A while ago we took bus 35, the only bus which runs from our little Chinese village to the nearby city of Liangxiang, in the opposite direction.
Away from Liangxiang.
Along the way we got off & discovered the most beautiful organic fruit farm.
Today we decided to take the bus again.
But ride it until it stops.
Or returns to our village.
After 30 minutes it stopped, of ambling along beautiful country roads & through picturesque little villages.
The conductor asking us to disembark.
Google Maps, with the helpmof a sturdy VPN, informed us that we were in ZuCun, or Zu Village.
The place didn’t look like much, but we’ve learnt that the most exquisite treasures are around the corner, if only we are willing to take a walk.
Life is often like this.
Somewhere the bus stops & then we have to get off & if we are willing to walk where we are, we might just experience something great.
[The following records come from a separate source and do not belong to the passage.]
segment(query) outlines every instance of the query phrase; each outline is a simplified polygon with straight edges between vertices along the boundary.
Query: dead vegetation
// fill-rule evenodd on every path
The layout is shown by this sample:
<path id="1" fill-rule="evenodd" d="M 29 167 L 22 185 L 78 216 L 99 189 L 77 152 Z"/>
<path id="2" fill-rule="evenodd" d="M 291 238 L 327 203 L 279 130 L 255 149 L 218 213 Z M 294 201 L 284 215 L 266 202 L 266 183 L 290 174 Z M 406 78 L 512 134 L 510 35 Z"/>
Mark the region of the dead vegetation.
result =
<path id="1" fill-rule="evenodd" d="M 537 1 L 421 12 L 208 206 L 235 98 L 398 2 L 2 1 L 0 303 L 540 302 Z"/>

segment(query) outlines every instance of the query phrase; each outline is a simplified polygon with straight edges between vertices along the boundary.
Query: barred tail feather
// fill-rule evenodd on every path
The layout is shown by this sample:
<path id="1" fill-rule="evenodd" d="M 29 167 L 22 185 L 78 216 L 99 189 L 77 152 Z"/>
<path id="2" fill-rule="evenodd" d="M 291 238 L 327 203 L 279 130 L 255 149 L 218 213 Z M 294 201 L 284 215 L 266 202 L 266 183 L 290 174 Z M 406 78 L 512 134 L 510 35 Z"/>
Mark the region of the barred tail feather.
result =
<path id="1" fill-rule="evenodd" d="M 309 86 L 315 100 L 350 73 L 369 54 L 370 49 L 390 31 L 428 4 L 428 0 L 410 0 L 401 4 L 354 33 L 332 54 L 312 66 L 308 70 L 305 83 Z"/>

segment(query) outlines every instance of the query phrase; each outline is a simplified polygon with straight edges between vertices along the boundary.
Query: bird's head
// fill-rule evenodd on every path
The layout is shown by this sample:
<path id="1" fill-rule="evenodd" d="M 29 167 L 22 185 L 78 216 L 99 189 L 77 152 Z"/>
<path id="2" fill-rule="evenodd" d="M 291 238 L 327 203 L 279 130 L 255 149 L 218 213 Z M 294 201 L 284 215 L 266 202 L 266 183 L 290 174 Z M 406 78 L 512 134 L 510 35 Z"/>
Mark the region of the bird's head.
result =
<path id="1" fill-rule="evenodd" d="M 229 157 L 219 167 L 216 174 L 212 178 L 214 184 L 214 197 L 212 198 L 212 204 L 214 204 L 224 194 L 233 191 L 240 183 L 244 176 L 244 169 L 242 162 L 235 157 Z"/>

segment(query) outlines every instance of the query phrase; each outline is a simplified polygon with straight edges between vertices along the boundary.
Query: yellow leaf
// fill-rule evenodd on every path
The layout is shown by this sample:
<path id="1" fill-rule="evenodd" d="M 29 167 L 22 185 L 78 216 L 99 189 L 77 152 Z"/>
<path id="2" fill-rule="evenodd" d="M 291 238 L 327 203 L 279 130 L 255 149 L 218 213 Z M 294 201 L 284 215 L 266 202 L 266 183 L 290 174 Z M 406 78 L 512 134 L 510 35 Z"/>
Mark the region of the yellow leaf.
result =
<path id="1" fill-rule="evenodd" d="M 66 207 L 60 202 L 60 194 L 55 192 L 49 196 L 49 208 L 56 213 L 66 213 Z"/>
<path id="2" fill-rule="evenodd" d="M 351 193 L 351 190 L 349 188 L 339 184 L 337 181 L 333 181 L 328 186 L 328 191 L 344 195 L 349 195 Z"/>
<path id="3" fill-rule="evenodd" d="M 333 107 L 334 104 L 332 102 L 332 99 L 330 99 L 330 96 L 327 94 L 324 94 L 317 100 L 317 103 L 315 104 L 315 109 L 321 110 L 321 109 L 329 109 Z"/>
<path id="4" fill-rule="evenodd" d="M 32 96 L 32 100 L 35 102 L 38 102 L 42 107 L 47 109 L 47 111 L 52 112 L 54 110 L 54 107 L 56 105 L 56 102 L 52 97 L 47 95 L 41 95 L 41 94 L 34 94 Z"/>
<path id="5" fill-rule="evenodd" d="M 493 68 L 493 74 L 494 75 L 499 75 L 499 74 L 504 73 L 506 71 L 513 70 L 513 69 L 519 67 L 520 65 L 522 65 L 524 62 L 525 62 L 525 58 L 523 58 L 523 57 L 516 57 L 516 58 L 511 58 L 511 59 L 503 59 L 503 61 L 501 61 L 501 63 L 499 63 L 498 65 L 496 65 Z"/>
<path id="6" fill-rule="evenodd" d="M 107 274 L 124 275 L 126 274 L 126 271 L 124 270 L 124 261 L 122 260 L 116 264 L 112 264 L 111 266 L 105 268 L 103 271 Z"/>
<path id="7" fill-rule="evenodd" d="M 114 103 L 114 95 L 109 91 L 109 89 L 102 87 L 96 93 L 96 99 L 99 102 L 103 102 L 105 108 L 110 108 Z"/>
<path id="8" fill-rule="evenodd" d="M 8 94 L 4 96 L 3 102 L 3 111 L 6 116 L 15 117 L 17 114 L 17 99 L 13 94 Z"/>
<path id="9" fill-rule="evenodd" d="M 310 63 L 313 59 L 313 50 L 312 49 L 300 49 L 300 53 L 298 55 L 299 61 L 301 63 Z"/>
In the streets of Zu Village, as in the streets of all the villages on the way, corn is spread to dry, workers carefully turning it & working it, so the corn may fall off the cob & dry in the sun.
Happy yellow greet us everywhere.
We get ice cream from the nearest shop.
Then we walk.
Past old Chinese homes.
A pond where old men are fishing.
Then a country road.
Fields of corn & cabbage & nuts & berries.
A river accompanying us & friendly locals greeting us, as we make our way.
We walk past a paper factory.
Then a dam & sluices.
More fruit trees.
More fields of vegetables
Probably we’ll never set foot in Zu Village again.
But we were here.
We saw the old man & his dog, making a vegetable garden on its sidewalks.
We spoke to the boy who waits for the bus, at the end of its line, to carefully wash & clean it, while driver & conductor enjoy a meal.
We sat in the shade of an old Willow Tree.
Greeted the old men as they waited for a fish to bite & spent a moment with a Mom and her toddler who wanted to take a picture with Maddi & Sophia.
It wasn’t a ‘wow’-moment.
It was a quiet one.
A needed one.
We need quiet moments along our way.
We can’t always be on the Great Wall or at the Forbidden City.
In fact, mostly, real life, I think, is lived along forgotten paths, near insignificant little villages, where few tourists make their way.